G5.02    Access to and use of reference and satellite data provided in different data formats and structures (e.g. granularity of data) prevents easy exploitation

Gap detailed description

The comparison of satellite data and reference measurements iss further complicated through the fact that data are provided in multiple data formats, e.g., HDF, NetCDF, BUFR, ASCII, etc, and in different structures (granules vs. global datasets, level 1 vs. level 2 data). In particular, the granularity of available data may differ between data sources. The use of such data is complex as the inclusion into a common data base that allows geographical and temporal sub-setting and the reliable use of data analysis tools requires format conversion modules for each format used on the input side. Format conversions always  bring with them the danger of destroying information, in particular in the accompanying meta-data. For instance data flag definitions are often coded in meta-data and during format conversion they are not correctly transferred due to bugs in the conversion software, which can render flags in the data useless as they cannot be interpreted anymore.

Different granularity of the data creates work to collect and resample data until they represent the same area and time. Then, to perform a comparison, data need to be co-located using specific criteria. For this aspect, not having access to the highest temporal resolution for the reference data can really hamper the comparison, e.g., if they cannot be brought close to the satellite measurement in a meaningful way. For instance, if we have a vertical profile at one place that should be compared to a snapshot from a satellite with a certain geographical coverage and spatial resolution, one needs the reference data to be available at the highest possible frequency in order to average over timescales representative for the spatial variability, as seen by the satellite.

Work to achieve correct co-locations under the described conditions are repeated by users many times, which is a gross redundancy in effort and prone to processing errors.

Activities within GAIA-CLIM related to this gap

WP5 activities support the remedy of this gap by providing data format conversion tools for various input data and a data extraction function that makes the outputs available in user friendly formats.

Gap remedy

Develop a Virtual Observatory that converts all input data formats into a data base and also adapts the granularity of input data to ensure efficient use of the data in reference measurement and satellite data comparisons.

Remedy #1

Specific remedy proposed

The inputs to the VO must be reformatted which can partly rely on existing data conversion tools (e.g. cdo), but for some there is the need to develop new tools to convert the datasets into the appropriate format. Some effort will have to be made to standardise metadata. The granularity of the input data needs to be adjusted to support comparisons from different data-bases. Outputs need to be made available in ‘most wanted’ formats as indicated in the recent GAIA-CLIM user survey that clearly indicated the usefulness of NetCDF to target users.

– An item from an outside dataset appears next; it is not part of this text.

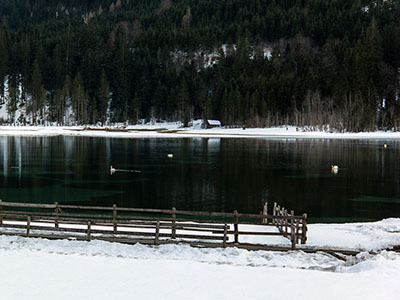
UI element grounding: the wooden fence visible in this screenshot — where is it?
[0,200,307,249]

Measurable outcome of success

Success can be measured by assessing if for all available data formats readily available conversion tools exist that allow integration into the GAIA-CLIM VO.

Achievable outcomes

Technological viability: High

Indicative cost estimate: low (<1 million)

Relevance

The proposed remedy will help to avoid the repetition of work for format conversions and conversions of data provided with different granularity into data sets that can be compared.

Timebound

The envisaged demonstrator developments are within the timebounds of the GAIA-CLIM project.

Gap risks to non-resolution

 

Identified future risk / impact

Probability of occurrence if gap not remedied

Downstream impacts on ability to deliver high quality services to science / industry / society

Continued need for data format conversion tools that are established by many different groups.

High

General higher cost for data handling before achieving results.

 

Work package: 
WP6